I want to see the little fire-nation-May's-little-brother-baby all grown up.


----------



## Aisling (Jul 26, 2010)

Barubu said:


> I want to see the little fire-nation-May's-little-brother-baby all grown up.


May? You mean Mai?

I kinda forgot she had a little brother... I doubt Tom-Tom will have any major role but I hope Zuko and Mai themselves are still around... Unless Aang and Katara's son is like really old or something himself (now that I think about it he probably is, being like 70 years in the future or something) I'd expect them to be, or at least a possible child of theirs.

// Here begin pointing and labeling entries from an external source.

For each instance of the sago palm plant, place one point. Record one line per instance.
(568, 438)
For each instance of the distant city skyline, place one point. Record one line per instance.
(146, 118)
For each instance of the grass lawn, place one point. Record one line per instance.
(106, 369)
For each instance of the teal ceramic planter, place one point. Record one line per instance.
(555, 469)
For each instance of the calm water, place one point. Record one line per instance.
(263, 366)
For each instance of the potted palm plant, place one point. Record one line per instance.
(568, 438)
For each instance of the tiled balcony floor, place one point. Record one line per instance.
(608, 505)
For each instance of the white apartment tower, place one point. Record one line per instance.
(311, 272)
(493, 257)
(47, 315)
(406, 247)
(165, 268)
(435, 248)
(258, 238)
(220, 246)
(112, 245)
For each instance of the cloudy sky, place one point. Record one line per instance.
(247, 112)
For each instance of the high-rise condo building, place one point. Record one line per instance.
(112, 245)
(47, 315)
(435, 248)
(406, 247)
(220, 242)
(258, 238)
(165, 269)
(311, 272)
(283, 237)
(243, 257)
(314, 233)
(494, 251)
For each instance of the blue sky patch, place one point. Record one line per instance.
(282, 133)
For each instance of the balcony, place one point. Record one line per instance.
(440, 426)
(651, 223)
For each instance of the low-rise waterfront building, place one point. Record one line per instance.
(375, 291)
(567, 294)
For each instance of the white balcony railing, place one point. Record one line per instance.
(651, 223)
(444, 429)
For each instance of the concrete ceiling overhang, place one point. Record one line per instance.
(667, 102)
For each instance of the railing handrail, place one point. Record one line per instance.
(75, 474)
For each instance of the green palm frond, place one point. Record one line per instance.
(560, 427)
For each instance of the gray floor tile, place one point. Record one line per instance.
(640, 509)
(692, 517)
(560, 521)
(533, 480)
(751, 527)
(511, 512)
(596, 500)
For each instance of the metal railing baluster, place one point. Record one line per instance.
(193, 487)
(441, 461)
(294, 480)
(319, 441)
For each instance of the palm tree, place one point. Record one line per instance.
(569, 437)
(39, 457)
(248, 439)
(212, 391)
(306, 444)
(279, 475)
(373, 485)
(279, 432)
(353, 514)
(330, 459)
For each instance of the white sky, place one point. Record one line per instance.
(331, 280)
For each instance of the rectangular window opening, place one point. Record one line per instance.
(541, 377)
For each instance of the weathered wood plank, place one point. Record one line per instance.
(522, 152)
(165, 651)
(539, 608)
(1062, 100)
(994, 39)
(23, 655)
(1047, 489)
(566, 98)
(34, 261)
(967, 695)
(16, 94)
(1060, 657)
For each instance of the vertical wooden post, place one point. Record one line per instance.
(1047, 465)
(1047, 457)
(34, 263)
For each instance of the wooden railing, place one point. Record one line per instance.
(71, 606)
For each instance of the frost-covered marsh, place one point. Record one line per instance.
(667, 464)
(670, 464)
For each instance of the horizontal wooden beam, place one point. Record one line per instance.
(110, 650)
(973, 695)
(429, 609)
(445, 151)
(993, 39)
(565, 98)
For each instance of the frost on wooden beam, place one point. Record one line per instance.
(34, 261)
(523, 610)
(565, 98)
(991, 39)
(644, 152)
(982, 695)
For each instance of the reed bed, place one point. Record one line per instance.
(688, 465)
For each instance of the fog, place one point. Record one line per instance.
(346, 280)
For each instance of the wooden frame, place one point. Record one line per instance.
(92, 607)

I wonder what killed off Aang, anyway? It's not like the life expectancy is particularly short or anything, there were several people in the show who must've been well over 100 because they remembered what it was like before the war.


----------



## Mai (Jul 27, 2010)

I'm excited for Son of Man With Cabbages now. I'm wondering now about who will return, if anyone. I'm hoping there will be more miniseries after this, if there's only going to be 12 episodes.


----------



## Lord Shyguy (Jul 29, 2010)

Alraunne said:


> I wonder what killed off Aang, anyway? It's not like the life expectancy is particularly short or anything, there were several people in the show who must've been well over 100 because they remembered what it was like before the war.


That guru that Aang went to see was like 150 years old.


----------



## nothing to see here (Aug 7, 2010)

Wow... I had no idea there was even going to be a sequel-miniseries.  This is actually the first time I've heard of it.

Then again, I had never even watched the show until earlier this year, when I saw a ton of episodes all in a row during the week when my DirecTV randomly gave me a bunch of channels that it doesn't normally get... so it's not too surprising that I've missed some stuff.


----------



## Firelord Alex (Aug 11, 2010)

I am mega excited for this.  I want to see Suki/Sokka babies and Toph's possible babies.

SON OF OLD SWEEPY!  I AM EXCITED I THINK I'M GOING TO EXPLODE!


----------